# Open campsites in Peloponnese March 2012



## dmellinger (Mar 5, 2012)

Can anyone advise me of campsites which are open in Peloponnese now? Thank you, Dave.


----------



## KeithChesterfield (Mar 12, 2010)

Have a look at this campsite - open all year - www.koronicamping.com


----------



## Grizzly (May 9, 2005)

These two are:

http://www.motorhomefacts.com/modules.php?name=Campsites&op=display_results&csid=5293

http://www.motorhomefacts.com/modules.php?name=Campsites&op=display_results&csid=5305

though with the first one I'd check just before you travel as they are a little quirky ! In fact, I think, given the current situation in Greece, I might check any site before visiting and not assume it is open at all.

G


----------



## StanDup (Sep 12, 2008)

We enjoyed Caming Triton II a few miles outside Nafplio.

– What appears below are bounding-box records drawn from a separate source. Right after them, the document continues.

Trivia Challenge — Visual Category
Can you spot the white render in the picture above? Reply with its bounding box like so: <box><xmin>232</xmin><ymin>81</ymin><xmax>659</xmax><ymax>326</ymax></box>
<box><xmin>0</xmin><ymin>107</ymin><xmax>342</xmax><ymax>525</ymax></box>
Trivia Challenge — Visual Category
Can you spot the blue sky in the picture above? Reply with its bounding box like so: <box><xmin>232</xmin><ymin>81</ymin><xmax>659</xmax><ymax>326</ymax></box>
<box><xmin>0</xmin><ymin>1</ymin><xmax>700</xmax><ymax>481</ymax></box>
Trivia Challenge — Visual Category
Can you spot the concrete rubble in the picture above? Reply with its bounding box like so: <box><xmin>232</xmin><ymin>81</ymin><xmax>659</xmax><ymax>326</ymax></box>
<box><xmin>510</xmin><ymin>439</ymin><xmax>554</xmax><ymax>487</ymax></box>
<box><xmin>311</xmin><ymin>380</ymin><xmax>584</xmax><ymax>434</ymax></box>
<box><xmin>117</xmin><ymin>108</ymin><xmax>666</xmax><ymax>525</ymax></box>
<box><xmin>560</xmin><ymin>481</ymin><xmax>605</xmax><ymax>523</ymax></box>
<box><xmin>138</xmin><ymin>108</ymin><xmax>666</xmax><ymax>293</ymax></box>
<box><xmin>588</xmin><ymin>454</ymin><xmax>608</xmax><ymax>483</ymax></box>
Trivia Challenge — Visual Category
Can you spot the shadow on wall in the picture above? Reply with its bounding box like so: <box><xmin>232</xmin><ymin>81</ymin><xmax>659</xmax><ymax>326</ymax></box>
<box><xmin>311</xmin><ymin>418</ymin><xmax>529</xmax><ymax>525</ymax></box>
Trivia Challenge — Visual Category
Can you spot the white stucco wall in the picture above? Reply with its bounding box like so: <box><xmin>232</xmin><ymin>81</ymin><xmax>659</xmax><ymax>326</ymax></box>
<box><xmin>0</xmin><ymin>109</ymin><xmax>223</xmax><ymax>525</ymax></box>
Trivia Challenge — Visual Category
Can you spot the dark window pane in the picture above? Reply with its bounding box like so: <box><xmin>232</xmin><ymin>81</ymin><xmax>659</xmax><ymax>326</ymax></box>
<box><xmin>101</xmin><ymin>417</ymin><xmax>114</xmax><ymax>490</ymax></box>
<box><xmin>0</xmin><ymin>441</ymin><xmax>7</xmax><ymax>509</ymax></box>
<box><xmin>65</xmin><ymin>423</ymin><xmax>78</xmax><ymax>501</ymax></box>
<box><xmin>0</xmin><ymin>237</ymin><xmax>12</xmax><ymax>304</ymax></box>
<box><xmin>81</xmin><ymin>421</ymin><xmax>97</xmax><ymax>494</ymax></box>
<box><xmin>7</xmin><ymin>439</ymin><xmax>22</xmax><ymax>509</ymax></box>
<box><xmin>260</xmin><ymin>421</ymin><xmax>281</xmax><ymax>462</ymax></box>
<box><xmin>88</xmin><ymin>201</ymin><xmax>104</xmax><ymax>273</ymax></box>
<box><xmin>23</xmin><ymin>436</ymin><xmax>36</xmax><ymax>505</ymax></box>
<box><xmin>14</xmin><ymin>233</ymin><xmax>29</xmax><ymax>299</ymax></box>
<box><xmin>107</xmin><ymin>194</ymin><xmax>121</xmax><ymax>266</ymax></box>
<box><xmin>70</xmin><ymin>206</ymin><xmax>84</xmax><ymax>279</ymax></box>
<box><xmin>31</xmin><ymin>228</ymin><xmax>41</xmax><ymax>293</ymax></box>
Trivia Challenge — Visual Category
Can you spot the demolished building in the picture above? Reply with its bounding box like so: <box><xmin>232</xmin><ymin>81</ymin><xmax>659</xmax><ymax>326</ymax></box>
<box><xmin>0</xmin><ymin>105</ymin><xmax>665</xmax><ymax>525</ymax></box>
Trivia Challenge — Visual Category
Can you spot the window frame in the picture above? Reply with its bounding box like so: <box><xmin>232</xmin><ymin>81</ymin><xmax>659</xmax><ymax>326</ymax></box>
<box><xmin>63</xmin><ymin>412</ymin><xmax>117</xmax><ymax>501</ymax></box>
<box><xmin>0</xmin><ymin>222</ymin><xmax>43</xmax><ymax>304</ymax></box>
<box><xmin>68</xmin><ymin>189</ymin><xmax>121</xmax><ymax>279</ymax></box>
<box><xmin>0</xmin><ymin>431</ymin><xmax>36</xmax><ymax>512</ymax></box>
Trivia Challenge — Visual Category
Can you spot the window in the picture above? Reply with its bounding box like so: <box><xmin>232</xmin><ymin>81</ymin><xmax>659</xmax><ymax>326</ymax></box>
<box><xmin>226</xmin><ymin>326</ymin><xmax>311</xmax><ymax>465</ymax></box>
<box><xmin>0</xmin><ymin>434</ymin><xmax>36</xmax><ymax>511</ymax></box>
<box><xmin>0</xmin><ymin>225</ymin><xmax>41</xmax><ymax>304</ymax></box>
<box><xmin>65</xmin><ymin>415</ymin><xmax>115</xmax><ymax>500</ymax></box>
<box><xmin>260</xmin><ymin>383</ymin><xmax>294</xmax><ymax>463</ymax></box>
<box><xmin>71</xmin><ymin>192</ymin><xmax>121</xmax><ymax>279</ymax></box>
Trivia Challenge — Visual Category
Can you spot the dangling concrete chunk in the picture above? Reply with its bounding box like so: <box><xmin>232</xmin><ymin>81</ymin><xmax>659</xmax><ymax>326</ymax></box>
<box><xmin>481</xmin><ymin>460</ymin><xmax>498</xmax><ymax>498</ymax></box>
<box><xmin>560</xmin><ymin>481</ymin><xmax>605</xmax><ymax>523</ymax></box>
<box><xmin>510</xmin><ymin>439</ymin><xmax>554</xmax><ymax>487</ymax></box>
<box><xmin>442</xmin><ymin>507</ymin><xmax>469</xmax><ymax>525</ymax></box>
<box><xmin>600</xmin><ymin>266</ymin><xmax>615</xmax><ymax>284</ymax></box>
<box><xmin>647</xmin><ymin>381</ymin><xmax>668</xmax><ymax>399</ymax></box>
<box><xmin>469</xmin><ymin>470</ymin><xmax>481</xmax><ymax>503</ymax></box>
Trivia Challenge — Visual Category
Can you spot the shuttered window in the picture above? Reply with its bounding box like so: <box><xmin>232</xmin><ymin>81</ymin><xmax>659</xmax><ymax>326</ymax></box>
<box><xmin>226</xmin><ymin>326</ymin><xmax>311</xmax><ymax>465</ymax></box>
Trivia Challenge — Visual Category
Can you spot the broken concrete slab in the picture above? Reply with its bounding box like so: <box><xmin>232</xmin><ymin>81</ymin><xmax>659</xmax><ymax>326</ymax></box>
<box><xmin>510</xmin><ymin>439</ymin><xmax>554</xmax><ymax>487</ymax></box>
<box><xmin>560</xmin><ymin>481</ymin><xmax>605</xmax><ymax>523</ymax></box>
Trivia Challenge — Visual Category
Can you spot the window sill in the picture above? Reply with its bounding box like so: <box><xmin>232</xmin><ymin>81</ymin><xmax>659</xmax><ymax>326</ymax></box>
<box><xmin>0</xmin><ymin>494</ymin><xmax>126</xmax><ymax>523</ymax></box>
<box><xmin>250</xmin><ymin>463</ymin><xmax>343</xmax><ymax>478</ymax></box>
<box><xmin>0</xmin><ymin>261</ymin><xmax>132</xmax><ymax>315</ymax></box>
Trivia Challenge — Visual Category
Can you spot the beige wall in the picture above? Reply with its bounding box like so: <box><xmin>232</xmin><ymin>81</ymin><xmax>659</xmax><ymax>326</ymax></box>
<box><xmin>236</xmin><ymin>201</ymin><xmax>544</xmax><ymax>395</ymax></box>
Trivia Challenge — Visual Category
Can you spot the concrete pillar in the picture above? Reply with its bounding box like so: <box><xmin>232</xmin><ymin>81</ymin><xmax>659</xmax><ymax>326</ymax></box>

Nafplio itself is a lovely town with many places to eat and drink. The nearest village to the site is Drepano (5 min walk).

Barry and Ruth


----------



## bigfoot (May 16, 2005)

Limini bay you can wild camp there and the local taverna has water and toilets for use,it is polite to ask and even have a meal there. A few miles North of Limini bay there is a disused quarry in the hills just off a hairpin bend which has a magical view of the sunset out to sea.


----------



## Bovisand (Jan 16, 2008)

"Limini bay you can wild camp there"

Bigfoot, can you let me know were this is ?


----------



## bigfoot (May 16, 2005)

It is on the western peninsula in the Mani. I will dig out the map and give more detail later today,just going out.


----------